Blealtan / efficient-kan

An efficient pure-PyTorch implementation of Kolmogorov-Arnold Network (KAN).
MIT License
3.49k stars 306 forks source link

Supports inputs more than 2 dimensions For efficient-KAN #19

Closed WhatMelonGua closed 1 month ago

WhatMelonGua commented 1 month ago

I don't quite understand KAN's code, is it possiable for KanLinear to do as Torch.nn.Linear: only the last dimension is subjected to derivation operations, allowing inputs greater than 2 dimensions? For example, in multi head attention, our input is similar to [batch, nhead, dim]

However, this is not allowed in the current KAN ("assert x.dim() == 2 and x.size(1) == self.in_features") Excuse me! I am very interested in exploring the application of KAN in attention

minh-nguyenhoang commented 1 month ago

You could get around by flattening everything upto the final dimension, which in your case [batch*nhead, dim]

Liusir765832 commented 1 month ago

You could get around by flattening everything upto the final dimension, which in your case [batch*nhead, dim]

If my input size is (B, C, W, H), for example (8,128,64,64), how do I compress my input and how do I set the parameters of the KAN model.I look forward to your reply to my question. Thank you

WhatMelonGua commented 1 month ago

You could get around by flattening everything upto the final dimension, which in your case [batch*nhead, dim]

Thank you for your answer!
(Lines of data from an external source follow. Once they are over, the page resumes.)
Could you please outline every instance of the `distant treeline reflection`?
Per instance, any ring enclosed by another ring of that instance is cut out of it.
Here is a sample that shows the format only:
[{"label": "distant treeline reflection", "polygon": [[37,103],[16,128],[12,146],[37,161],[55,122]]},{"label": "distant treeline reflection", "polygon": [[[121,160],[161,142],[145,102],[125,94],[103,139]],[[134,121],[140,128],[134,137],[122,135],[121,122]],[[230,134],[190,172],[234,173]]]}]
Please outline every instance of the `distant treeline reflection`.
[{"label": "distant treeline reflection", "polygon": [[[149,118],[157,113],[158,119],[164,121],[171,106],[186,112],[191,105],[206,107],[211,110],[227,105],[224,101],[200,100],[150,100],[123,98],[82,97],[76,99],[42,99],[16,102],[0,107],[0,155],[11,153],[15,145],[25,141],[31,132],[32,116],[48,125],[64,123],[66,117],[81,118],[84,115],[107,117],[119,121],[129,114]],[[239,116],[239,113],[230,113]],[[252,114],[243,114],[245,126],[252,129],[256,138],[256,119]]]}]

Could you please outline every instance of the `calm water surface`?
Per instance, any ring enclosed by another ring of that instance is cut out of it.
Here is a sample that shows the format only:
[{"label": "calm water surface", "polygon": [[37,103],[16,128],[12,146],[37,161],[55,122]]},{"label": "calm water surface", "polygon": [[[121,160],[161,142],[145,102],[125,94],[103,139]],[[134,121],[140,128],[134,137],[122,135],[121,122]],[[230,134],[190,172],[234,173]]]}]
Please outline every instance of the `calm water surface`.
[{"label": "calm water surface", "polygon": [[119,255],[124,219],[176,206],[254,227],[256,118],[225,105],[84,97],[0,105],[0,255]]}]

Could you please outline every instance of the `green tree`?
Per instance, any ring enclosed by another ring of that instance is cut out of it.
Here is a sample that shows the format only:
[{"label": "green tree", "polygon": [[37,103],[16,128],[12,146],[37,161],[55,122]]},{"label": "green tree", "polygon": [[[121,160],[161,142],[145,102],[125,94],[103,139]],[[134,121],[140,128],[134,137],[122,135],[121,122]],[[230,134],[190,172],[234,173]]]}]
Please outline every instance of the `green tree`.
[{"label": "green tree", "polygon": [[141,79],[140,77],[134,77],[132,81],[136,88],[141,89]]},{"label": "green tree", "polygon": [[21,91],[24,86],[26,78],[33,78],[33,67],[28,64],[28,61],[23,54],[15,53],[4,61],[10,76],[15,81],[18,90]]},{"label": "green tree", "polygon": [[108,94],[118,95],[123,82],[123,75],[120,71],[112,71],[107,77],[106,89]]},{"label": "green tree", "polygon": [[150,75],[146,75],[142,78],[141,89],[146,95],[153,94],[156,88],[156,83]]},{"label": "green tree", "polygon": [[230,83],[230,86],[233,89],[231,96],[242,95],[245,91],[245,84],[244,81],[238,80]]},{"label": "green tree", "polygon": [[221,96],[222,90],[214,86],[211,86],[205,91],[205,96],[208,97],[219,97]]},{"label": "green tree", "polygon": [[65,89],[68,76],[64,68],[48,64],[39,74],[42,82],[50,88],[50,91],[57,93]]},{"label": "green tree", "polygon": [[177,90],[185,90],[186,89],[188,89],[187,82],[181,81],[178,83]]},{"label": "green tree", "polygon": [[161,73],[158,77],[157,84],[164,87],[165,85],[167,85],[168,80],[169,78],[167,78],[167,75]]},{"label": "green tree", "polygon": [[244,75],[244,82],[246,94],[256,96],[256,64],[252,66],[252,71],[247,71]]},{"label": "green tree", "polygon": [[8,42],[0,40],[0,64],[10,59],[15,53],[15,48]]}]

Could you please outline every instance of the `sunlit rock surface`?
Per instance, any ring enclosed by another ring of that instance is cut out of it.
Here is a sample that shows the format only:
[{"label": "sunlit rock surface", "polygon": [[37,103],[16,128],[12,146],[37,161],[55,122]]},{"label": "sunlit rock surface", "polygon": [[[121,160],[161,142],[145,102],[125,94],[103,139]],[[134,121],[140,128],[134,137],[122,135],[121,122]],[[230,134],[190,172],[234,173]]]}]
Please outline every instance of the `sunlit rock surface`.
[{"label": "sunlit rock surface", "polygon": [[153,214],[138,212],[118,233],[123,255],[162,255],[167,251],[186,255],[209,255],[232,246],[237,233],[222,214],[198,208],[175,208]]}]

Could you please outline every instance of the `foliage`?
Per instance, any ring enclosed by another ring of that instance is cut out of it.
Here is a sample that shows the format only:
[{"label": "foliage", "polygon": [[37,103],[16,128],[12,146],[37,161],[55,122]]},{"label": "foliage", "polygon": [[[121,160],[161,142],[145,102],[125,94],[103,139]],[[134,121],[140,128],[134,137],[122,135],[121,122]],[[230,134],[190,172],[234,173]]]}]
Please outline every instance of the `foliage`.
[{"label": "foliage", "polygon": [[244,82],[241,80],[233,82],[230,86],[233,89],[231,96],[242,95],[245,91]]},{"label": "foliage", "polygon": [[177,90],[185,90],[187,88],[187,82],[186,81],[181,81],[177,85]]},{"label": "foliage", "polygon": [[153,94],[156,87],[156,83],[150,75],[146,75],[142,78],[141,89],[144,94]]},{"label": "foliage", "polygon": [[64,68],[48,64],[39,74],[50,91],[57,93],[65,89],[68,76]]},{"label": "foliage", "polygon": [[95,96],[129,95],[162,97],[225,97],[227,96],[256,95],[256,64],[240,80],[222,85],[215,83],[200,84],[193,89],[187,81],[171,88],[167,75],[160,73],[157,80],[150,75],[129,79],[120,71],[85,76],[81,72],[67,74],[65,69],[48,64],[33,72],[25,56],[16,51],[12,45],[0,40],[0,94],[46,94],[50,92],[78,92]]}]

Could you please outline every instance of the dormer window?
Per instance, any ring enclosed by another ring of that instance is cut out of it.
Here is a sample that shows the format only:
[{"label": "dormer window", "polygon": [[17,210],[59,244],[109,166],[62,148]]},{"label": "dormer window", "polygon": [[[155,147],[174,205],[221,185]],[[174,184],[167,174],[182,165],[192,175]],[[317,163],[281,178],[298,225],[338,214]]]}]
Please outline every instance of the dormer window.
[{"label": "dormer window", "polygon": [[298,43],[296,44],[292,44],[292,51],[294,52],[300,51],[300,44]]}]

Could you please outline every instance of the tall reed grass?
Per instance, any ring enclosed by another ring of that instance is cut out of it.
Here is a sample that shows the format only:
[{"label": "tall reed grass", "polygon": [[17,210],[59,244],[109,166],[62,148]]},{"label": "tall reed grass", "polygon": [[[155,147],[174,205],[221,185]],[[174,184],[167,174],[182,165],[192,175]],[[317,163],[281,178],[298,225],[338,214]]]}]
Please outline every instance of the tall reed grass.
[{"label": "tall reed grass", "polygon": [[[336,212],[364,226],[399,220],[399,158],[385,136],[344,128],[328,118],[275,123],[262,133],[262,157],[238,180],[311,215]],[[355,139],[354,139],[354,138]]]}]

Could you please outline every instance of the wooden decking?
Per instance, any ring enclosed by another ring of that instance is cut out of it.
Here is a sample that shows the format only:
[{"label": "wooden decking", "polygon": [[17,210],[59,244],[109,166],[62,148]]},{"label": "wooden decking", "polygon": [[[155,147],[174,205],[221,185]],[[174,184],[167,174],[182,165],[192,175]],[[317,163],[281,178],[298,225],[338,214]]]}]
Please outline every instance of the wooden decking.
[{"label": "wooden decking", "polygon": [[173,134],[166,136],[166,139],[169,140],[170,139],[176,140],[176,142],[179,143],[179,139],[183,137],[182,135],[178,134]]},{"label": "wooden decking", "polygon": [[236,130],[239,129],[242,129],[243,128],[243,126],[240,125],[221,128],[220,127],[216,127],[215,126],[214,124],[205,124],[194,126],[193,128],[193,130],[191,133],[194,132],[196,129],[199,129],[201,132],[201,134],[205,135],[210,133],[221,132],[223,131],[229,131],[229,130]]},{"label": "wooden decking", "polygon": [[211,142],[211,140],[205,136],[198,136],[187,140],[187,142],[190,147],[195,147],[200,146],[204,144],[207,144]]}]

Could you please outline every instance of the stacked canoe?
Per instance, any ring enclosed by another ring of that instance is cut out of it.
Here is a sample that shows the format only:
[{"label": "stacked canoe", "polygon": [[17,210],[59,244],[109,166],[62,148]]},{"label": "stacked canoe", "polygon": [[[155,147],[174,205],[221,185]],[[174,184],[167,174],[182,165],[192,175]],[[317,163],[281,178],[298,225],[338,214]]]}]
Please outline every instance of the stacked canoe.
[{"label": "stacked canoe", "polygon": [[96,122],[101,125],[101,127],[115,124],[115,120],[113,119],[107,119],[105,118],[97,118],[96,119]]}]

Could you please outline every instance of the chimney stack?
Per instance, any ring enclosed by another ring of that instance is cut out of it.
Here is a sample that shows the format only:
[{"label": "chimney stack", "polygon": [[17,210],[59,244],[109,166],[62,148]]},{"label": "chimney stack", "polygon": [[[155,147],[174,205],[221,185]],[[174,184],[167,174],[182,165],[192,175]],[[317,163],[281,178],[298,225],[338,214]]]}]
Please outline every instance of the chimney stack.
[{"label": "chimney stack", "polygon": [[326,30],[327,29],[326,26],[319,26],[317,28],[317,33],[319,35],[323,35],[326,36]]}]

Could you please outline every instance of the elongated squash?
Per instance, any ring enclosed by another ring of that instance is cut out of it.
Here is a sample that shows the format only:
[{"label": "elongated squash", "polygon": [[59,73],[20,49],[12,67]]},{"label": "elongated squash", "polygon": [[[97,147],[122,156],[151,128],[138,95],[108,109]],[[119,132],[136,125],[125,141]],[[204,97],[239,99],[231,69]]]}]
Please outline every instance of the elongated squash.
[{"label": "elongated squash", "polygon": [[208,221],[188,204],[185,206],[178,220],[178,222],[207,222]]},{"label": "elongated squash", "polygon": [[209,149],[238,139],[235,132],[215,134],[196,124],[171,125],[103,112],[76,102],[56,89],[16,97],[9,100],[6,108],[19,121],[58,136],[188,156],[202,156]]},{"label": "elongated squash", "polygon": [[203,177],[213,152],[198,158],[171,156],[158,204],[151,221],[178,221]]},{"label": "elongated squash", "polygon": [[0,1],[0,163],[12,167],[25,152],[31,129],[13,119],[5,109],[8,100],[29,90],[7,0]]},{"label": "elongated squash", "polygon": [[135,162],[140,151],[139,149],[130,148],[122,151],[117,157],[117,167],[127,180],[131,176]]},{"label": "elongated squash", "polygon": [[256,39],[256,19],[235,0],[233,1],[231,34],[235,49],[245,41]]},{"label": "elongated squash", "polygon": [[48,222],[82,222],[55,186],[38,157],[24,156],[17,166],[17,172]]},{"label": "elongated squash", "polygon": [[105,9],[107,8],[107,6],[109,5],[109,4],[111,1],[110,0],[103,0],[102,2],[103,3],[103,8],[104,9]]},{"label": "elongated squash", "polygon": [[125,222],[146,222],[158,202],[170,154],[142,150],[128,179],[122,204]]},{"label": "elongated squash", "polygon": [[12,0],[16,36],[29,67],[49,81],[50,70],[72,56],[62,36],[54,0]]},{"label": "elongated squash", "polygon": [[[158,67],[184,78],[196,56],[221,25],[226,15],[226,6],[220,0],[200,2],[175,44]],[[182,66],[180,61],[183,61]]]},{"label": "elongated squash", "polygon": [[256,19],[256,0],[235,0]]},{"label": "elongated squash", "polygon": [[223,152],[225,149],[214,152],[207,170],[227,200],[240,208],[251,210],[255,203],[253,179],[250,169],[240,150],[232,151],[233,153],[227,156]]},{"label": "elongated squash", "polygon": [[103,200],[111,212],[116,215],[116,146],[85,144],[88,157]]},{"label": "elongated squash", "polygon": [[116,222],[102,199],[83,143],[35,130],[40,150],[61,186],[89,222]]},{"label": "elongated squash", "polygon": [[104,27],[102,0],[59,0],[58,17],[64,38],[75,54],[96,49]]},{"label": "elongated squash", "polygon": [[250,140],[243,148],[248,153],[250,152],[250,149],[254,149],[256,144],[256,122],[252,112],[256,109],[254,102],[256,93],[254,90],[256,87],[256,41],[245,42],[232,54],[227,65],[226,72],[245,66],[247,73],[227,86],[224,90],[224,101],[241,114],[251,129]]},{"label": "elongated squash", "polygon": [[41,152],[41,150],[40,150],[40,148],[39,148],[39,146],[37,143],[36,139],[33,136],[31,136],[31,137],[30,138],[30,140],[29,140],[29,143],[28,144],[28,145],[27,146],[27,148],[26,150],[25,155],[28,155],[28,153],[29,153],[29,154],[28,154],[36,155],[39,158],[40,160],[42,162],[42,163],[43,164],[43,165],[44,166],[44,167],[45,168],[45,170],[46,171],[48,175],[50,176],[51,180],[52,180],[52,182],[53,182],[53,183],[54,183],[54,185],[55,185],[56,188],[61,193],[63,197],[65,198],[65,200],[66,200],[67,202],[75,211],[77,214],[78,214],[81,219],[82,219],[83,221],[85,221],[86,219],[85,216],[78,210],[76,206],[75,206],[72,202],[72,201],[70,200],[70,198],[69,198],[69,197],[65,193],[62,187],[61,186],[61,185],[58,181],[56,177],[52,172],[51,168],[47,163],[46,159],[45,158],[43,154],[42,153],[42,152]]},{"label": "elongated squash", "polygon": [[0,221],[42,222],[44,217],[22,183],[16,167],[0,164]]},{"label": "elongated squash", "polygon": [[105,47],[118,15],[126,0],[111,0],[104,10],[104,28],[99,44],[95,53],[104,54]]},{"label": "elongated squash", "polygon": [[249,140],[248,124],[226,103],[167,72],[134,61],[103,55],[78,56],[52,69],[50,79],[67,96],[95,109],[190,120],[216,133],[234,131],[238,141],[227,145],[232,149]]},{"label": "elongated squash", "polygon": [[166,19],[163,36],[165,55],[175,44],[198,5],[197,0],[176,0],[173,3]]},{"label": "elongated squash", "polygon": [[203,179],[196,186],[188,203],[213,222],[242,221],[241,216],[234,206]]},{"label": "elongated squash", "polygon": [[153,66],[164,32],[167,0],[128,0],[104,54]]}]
I must admit that I am still not proficient in expanding the dimensions of torch, because I always worry about whether it will still be in its original position after being restored. Thank you very much, I think this is a very helpful answer!

This means that I can directly use "view (batch, -1)" for qkv point multiplication And then switch back from "view (batch, nhead, -1)" , right This operation has the same effect as "q.flat (dim=1)" and "q.continous().view (batch, nhead, -1)" There isn't any confusion among them, is there

Thank you very much. If that's the case, I think the issue should be closed immediately😳

WhatMelonGua commented 1 month ago

You could get around by flattening everything upto the final dimension, which in your case [batch*nhead, dim]

If my input size is (B, C, W, H), for example (8,128,64,64), how do I compress my input and how do I set the parameters of the KAN model.I look forward to your reply to my question. Thank you

It‘s correct! I tried in python use code below: x=torch.arange(0,16,1).reshape([2,4,2]) # you'll get it as [batch, nhead, dim] a = x.view(-1,2) a.view(-1, 4, 2) # you can see the data reshaped , if eq the original one, then the operation is correct!

so, try with your shape (B, C, W, H), maybe it can be influnced by your net design idea.

minh-nguyenhoang commented 1 month ago

You could get around by flattening everything upto the final dimension, which in your case [batch*nhead, dim]

If my input size is (B, C, W, H), for example (8,128,64,64), how do I compress my input and how do I set the parameters of the KAN model.I look forward to your reply to my question. Thank you

If you data has spatial structure, I would recommend using convolution version of KAN, which I believe there are some already implemented, for example convKAN or LeKAN (you can search for their github). If you have extracted the features, then flatten the H and W channels and permute them with the C channel, then you should have input of size [B, H*W, C] and then flatten first 2 dim to [B*H*W, C]. But if H and W is 64, I would suggest down sizing them more till like 16 or 8.